PRESS-NEWS.org - Press Release Distribution
PRESS RELEASES DISTRIBUTION

How good is Google Bard’s visual understanding? An empirical study on open challenges

How good is Google Bard’s visual understanding? An empirical study on open challenges
2023-09-20
(Press-News.org)

Bard, Google’s AI chatbot, based on LaMDA and later PaLM models, was launched with moderate success in March 2023 before expanding globally in May. It’s a generative AI that accepts prompts and performs text-based tasks like providing answers, and summaries, and creating various forms of text content. On 13 July 2023, Google Bard announced a major update which allowed providing images as inputs together with textual prompts. It was claimed that Bard can analyze visual content and provide a description (e.g., image captions) or answer questions using visual information. Notably, although other models such as GPT4 have claimed to have capabilities to accept and understand visual inputs as prompts, they are not publicly accessible for experimentation. Therefore, access to Bard provides a first opportunity for the computer vision community to assess its soundness and robustness toward understanding existing strengths and limitations. In this empirical study, researchers’ goal is to analyze the capability of Bard towards some of the long-standing problems of computer vision in image comprehension.

 

This study identifies several interesting scenarios based on computer vision problems for the qualitative evaluation of Bard.

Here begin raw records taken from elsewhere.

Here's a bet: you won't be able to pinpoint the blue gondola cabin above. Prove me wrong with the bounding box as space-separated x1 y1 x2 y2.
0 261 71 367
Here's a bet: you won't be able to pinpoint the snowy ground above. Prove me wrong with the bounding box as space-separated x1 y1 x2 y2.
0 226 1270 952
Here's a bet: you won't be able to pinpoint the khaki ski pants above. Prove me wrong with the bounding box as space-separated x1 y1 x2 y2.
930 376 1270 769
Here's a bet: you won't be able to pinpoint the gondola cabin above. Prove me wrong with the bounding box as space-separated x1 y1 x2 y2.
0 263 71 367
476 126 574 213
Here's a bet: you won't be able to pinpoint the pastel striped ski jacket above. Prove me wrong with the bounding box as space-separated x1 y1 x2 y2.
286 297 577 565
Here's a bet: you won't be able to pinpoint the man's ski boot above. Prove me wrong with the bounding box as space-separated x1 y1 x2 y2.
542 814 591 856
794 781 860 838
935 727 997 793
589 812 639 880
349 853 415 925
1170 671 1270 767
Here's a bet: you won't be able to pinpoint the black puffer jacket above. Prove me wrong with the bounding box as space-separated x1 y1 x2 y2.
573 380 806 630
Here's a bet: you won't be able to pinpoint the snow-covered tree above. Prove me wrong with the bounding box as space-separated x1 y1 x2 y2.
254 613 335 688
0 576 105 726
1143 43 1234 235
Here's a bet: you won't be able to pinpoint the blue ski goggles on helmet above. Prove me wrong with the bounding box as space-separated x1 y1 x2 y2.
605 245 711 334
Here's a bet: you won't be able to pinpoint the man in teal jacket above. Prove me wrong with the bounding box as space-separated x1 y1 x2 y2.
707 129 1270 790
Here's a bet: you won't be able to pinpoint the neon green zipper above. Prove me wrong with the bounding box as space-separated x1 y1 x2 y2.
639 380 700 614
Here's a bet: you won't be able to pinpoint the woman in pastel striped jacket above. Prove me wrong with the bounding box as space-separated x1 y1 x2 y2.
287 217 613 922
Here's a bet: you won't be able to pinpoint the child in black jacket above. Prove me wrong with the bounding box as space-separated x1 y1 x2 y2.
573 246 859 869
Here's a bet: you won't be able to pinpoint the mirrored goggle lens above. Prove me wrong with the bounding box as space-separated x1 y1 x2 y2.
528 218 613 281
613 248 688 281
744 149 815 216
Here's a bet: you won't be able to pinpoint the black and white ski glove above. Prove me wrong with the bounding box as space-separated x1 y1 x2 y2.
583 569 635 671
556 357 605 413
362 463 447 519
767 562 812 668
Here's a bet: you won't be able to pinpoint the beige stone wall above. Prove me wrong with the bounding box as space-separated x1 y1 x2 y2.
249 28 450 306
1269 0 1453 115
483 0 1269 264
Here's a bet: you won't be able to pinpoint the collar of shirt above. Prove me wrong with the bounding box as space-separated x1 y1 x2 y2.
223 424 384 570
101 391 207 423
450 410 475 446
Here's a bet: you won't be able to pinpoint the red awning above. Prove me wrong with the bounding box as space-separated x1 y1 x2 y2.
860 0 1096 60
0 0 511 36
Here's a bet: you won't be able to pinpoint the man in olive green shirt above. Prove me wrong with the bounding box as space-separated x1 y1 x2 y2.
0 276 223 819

Since API-based access to Bard is still not available, researchers’ evaluations do not comprise of quantitative results on large-scale benchmarks. Instead, the goal is to identify a number of insightful scenarios and corresponding visual-textual prompts that serves the purpose of evaluating not only the visual understanding capabilities of Bard but future large multimodal models such as GPT4 as well. Their motivation to particularly focus on Bard is its top performance among all open and closed-source multimodal conversational models (including Bing-Chat rolled out on 18 July 2023) as demonstrated via LLaVA-Bench.

 

To assess Bard’s capabilities, such as visual perception and contextual understanding, conditioned on the given text prompts, researchers designed a range of vision-language task scenarios. Subsequently, they delve into several illustrative examples drawn from these empirical studies, encompassing a total of 15 visual question-answering (VQA) scenarios involving tasks such as object detection and localization, analyzing object attributes, count, affordances, and fine-grained recognition in natural images. They also experiment with challenging cases such as identifying camouflaged objects and diverse domains such as medical, underwater, and remote sensing images. They explain the scenarios below.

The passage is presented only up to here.